Harkis : l’État condamné pour traitements inhumains10/04/20242024Journal/medias/journalnumero/images/2024/04/une_2906-c.jpg.445x577_q85_box-0%2C7%2C1265%2C1644_crop_detail.jpg

Leur société

Harkis : l’État condamné pour traitements inhumains

Après cinq années de procédure, la Cour européenne des droits de l’Homme (CEDH) vient de condamner l’État français pour traitements inhumains et dégradants envers des Harkis. Ces traitements avaient été infligés à quatre enfants de Harkis algériens internés avec leurs parents dans le camp de Bias, dans le Lot-et-Garonne, dans les années 1960-1970.
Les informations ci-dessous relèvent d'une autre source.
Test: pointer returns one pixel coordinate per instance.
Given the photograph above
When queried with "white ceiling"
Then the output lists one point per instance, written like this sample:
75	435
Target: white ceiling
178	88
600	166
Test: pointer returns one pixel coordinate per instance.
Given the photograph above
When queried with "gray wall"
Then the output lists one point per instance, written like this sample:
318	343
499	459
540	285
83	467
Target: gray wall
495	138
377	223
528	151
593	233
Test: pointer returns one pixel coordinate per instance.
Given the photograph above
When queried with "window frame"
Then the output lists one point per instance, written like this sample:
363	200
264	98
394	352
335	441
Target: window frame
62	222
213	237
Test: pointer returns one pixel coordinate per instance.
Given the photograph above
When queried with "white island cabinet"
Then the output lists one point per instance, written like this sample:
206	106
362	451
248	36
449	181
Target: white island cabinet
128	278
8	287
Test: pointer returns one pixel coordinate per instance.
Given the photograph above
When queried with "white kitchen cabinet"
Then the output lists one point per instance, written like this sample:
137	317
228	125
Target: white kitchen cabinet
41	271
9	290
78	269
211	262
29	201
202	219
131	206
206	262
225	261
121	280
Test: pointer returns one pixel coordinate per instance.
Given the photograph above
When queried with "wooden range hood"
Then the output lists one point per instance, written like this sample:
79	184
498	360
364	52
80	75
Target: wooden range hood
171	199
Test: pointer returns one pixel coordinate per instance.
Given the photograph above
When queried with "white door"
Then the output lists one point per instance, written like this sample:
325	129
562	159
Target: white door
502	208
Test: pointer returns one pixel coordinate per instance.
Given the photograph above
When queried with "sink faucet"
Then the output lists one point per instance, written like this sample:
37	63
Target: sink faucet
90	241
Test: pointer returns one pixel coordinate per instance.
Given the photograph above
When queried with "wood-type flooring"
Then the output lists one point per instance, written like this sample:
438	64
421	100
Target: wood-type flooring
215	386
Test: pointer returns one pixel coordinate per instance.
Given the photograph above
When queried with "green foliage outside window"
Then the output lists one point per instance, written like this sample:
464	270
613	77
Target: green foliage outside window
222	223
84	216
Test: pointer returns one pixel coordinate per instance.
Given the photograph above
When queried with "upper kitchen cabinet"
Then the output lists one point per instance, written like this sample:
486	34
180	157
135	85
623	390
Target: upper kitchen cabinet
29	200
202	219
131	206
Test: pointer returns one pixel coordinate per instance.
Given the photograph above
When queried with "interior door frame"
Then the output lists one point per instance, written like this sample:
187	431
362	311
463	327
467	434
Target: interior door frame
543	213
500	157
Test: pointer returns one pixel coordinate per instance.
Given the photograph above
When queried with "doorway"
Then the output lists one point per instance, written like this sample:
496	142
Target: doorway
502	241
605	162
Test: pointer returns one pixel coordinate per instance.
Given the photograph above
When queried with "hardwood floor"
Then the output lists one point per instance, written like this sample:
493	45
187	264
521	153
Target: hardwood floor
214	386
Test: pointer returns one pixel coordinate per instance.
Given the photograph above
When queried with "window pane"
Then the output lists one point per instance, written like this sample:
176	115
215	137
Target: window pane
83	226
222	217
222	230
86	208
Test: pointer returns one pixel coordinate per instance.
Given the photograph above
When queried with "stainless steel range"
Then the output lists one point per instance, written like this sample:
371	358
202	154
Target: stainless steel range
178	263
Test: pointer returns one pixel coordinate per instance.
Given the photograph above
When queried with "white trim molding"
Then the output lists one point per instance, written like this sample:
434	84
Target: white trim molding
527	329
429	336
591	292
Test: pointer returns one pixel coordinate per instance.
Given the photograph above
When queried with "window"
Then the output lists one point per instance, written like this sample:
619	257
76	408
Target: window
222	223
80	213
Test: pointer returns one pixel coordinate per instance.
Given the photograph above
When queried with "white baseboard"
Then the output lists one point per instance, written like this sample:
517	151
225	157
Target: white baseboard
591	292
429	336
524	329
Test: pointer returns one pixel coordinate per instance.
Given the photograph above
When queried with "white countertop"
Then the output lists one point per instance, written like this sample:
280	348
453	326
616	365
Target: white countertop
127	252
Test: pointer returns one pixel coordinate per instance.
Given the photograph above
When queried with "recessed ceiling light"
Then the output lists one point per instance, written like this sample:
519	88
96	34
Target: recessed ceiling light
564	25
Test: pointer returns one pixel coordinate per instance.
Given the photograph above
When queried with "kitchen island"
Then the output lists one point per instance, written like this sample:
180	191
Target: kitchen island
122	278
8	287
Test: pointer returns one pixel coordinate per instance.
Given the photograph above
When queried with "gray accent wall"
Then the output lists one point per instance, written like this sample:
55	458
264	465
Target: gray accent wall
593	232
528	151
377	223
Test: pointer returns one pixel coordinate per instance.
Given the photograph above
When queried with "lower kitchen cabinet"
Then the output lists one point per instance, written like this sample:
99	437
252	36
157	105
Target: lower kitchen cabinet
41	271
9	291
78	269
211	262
La France avait enrôlé les Harkis comme supplétifs de son armée, au cours de la sale guerre coloniale contre l’indépendance de l’Algérie. Après avoir torturé, violé, tué des centaines de milliers d’Algériens, elle avait été obligée de reconnaître sa défaite en 1962. Elle avait mis les Harkis dans une situation impossible : rester en Algérie et être traités comme des traîtres sur lesquels des vengeances mortelles s’exerçaient, ou fuir. Sur l’ordre explicite du gouvernement de Gaulle, l’armée française abandonna à la mort de nombreux Harkis qui auraient voulu se réfugier en France.

Près de 100 000 Harkis, en comptant leurs familles, réussirent tout de même à survivre et à traverser la Méditerranée. Le mépris colonial ne cessa pas pour autant : la moitié d’entre eux furent parqués dans des « hameaux de forestage » entourés de barbelés, Ils n’étaient pas libres de se déplacer et leurs enfants n’allaient pas à l’école. Selon la CEDH, les conditions de vie imposées par l’État à ces familles « n’étaient pas compatibles avec le respect de la dignité humaine et s’accompagnaient en outre d’atteintes aux libertés individuelles ».

En 2021, Macron avait solennellement demandé pardon aux Harkis encore en vie et à leurs descendants et reconnu un « abandon par la République française ». Mais la loi qui avait suivi en 2022 ne leur avait accordé qu’une réparation pécuniaire ridiculement faible pour compenser leur traitement en parias : 3 000 euros, plus 1 000 euros par année d’enfermement dans les camps. La CEDH a aussi condamné la France à accorder quatre fois plus aux plaignants. Reste à savoir si les milliers d’autres descendants de Harkis en bénéficieront aussi.

Jetés aux oubliettes après usage : voici comment l’impérialisme français a traité ceux dont il s’était servi.